To the best of our knowledge, there is no previous systematic review that has included all the studies included in the present review. Some previous systematic reviews and meta-analyses have evaluated the efficacy of CP in the treatment of COVID-19. Chai et al in a Cochrane review that included two trials and eight NRSIs, concluded that there is uncertain evidence of the effect of CP on mortality (risk ratio (RR) 0.55, 95% CI 0.22 to 1.34, low-certainty evidence) and clinical improvement (RR 0.98, 95% CI 0.30 to 3.19, low-certainty evidence) [36]. This conclusion is consistent with what the present study found. The systematic review by Shao et al evaluated the effect of convalescent blood products (CBPs) for patients with severe acute respiratory infections of all viral aetiologies, and concluded that the all-cause mortality in the RCTs showed no difference between the interventional group and the control group (OR 0.82; 95% CI 0.57 to 1.19; P = 0.30). Using CBPs earlier, compared with using CBPs later, was associated with a significant reduction in all-cause mortality (OR 0.18; 95% CI 0.08-0.40; P < 0.0001) [37]. Sarkar et al identified two RCTs and five cohort in their systematic review on role of CP in COVID-19. They concluded that there is very low- to low quality evidence that CP reduces mortality (OR 0.44, 95% CI 0.25 to 0.77) from seven studies and increases clinical improvement (OR 2.06, 95% CI 0.8 to 4.9) from five studies [38]. The review by Devasenapathy et al provided indirect evidence of the role of CP from studies on SARS, MERS, Influenza and Ebola. However, they reported very low-quality evidence that raised the possibility that CP has minimal or no benefit in the treatment of COVID-19 and low-quality evidence that it does not cause serious adverse events [7].

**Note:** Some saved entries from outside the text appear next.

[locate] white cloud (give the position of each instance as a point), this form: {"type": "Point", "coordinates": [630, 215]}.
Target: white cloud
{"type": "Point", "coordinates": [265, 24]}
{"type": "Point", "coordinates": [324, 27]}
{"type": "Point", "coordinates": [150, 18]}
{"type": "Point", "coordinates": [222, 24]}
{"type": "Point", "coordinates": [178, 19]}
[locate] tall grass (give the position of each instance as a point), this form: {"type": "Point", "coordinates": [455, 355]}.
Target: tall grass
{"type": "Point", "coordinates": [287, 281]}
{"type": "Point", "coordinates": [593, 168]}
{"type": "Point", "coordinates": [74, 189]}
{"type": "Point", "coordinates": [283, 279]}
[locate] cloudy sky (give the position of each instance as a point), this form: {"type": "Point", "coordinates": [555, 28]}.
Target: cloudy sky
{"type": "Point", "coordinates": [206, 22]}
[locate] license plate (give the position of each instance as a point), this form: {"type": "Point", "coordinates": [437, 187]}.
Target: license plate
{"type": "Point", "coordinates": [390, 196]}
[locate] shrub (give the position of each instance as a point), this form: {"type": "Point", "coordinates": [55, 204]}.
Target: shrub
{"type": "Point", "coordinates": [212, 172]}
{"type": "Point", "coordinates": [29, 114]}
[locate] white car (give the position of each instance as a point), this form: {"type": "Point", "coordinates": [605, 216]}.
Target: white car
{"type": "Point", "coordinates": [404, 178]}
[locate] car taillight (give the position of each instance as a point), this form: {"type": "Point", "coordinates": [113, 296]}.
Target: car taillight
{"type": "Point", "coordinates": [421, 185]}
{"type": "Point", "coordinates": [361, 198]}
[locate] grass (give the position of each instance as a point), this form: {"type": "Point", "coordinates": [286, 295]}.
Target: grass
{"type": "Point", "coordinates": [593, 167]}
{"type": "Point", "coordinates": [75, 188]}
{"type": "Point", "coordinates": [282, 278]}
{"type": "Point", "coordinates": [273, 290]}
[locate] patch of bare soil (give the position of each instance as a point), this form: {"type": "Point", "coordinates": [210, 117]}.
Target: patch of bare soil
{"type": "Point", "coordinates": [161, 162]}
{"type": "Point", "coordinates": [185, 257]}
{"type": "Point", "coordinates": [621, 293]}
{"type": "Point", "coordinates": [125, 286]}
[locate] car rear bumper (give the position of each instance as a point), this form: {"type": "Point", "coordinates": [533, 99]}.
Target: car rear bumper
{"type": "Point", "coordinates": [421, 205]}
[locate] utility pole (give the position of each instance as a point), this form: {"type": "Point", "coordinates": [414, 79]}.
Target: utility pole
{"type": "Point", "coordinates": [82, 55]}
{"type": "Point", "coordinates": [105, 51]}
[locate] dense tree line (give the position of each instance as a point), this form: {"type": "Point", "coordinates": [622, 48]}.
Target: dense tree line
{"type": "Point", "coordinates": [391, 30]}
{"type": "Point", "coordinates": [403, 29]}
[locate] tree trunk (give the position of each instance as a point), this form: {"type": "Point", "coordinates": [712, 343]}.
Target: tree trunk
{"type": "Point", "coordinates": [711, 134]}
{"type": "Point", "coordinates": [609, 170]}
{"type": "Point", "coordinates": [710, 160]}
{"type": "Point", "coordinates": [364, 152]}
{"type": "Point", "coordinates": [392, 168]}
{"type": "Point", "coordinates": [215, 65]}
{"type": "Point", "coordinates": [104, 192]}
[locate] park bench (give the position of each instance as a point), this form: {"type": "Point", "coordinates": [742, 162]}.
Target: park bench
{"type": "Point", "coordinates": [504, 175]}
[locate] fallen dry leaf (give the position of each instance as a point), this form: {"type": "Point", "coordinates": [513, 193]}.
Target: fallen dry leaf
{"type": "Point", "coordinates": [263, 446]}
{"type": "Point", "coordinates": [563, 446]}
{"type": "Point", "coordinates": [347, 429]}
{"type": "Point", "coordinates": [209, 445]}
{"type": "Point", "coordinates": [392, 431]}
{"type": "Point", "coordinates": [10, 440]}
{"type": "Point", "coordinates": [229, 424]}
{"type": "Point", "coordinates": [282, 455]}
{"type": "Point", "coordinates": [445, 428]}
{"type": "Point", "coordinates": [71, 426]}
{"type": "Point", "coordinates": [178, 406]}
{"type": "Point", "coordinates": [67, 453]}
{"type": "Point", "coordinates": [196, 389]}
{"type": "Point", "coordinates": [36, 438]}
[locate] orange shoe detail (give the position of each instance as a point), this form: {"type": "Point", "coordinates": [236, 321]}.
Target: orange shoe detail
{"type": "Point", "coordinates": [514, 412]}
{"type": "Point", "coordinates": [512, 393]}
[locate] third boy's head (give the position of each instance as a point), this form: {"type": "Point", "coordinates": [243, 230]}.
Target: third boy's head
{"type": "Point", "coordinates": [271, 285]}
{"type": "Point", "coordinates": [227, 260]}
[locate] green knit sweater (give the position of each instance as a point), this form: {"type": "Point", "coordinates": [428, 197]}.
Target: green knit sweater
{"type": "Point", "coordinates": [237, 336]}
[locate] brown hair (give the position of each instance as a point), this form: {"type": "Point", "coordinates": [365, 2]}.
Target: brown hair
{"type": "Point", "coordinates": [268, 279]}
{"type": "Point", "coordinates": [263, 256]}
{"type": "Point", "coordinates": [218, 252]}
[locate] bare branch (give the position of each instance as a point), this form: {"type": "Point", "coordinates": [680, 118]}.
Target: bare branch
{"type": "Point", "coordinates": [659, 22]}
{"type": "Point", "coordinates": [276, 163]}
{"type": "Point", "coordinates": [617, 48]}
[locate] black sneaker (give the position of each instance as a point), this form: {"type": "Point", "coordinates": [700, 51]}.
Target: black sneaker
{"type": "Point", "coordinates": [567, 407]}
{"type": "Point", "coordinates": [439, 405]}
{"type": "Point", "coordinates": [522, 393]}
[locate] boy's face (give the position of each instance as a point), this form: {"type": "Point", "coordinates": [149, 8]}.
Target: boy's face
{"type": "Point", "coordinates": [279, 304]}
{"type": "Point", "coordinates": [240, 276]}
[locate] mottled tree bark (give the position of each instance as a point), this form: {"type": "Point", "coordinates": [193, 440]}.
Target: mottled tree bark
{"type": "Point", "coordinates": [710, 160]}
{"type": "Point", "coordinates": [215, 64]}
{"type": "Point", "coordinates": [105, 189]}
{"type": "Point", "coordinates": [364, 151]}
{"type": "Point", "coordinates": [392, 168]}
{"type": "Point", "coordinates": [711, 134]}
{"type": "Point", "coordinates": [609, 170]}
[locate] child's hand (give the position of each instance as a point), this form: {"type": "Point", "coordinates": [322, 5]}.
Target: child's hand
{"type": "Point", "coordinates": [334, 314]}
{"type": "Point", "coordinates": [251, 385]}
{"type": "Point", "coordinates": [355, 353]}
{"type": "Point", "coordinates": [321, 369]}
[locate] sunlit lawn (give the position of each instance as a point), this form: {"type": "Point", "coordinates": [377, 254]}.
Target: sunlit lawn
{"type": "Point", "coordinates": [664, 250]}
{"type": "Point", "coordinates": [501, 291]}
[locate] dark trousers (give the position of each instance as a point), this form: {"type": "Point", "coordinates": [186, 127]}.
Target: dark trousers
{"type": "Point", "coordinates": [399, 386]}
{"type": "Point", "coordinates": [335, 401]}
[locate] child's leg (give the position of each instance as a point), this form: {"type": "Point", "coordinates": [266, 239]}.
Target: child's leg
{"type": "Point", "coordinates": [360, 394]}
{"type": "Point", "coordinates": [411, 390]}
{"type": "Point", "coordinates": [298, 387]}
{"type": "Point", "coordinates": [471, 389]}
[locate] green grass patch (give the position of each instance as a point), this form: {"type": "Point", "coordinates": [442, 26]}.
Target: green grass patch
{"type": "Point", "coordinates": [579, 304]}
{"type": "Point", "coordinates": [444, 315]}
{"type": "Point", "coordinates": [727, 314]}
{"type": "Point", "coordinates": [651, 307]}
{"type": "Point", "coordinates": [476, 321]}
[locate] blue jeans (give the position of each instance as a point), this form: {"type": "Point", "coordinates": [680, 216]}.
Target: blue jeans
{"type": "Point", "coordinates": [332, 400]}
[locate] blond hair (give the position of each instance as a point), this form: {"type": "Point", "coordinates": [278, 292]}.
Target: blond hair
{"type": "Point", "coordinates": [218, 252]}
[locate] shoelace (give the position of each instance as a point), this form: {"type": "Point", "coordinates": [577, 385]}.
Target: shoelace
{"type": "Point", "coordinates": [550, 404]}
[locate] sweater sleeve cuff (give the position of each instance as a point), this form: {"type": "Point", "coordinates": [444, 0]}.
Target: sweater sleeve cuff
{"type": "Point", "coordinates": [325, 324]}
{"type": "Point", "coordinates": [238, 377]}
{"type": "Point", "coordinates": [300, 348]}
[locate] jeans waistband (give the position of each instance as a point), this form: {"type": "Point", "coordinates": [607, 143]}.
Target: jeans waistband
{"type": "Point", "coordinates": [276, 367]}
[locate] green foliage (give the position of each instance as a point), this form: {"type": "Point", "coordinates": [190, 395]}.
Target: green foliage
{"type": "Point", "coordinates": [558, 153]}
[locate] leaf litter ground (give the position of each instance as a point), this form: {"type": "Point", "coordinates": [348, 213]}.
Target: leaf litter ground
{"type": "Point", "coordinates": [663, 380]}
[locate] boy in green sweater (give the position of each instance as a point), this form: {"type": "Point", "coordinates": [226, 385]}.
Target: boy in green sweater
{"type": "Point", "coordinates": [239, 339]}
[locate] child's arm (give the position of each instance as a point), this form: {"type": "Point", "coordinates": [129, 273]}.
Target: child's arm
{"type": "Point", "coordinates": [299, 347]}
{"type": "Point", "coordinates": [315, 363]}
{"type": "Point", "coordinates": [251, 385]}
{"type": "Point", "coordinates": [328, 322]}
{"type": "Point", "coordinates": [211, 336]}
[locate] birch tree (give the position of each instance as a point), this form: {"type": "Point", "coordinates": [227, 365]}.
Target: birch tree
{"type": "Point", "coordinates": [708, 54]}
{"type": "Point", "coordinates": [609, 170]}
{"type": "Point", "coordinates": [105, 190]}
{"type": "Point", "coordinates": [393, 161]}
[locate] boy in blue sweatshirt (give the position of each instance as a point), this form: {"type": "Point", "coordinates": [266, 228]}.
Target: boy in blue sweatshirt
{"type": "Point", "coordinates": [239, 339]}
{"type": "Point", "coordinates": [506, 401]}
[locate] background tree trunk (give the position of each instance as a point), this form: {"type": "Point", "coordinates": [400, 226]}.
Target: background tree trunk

The present systematic review incorporates a robust search strategy with a comprehensive search of three major databases as well as preprint servers. Screening of titles, abstracts and full texts was done independently by two reviews in duplicate, as was the data abstraction including risk of bias assessments. Lastly, we used the GRADE methodology to rate the certainty in the evidence, thus enabling us to pay close attention to methodological issues like inconsistency, imprecision and risk of bias.

The limitations of the present review are largely due to the limitations of the included primary studies, most of which yielded imprecise estimates. Imprecision persisted for most outcomes in the meta-analyses since evidence from large RCTs are not yet available. Though we used the adjusted estimates wherever reported, many studies failed to report adjusted estimates and were assessed as having serious risk of bias due to confounding. Another consideration is that this review includes evidence from pre-print articles, the quality of which has not been peer-reviewed and the results of which are subject to change following the peer review process. The number of included studies were few, precluding the possibility of subgroup analyses to explore the heterogeneity observed in the meta-analyses of some outcomes. However, the difference in severity of patients included amongst trials could possibly explain the heterogeneity. For instance, Agarwal et al [12] enrolled patients that were less severe than the other trials in the meta-analyses. Clinical improvement scales were different between the various included trials. Differences in the interventions with respect to titres, volume, etc could also be a source of heterogeneity. Clinical heterogeneity is evident from the different inclusion criteria used by studies. There is limited knowledge so far with regard to what level of antibody titre is protective and three of the included studies did not measure antibody titres of donors [19, 21, 25]. There is very limited reporting of adverse events in the included studies. Many studies excluded patients with moderate to severe ARDS and this precluded studying the effect of severity of disease on the efficacy of CP.

Uncertainty remains regarding the role of convalescent plasma in the treatment of COVID-19. There is low certainty evidence of a possible reduction in mortality and mechanical ventilation, a faster viral clearance and the absence of any serious adverse events. However, its efficacy for these outcomes requires evidence from good quality and adequately powered randomized controlled trials.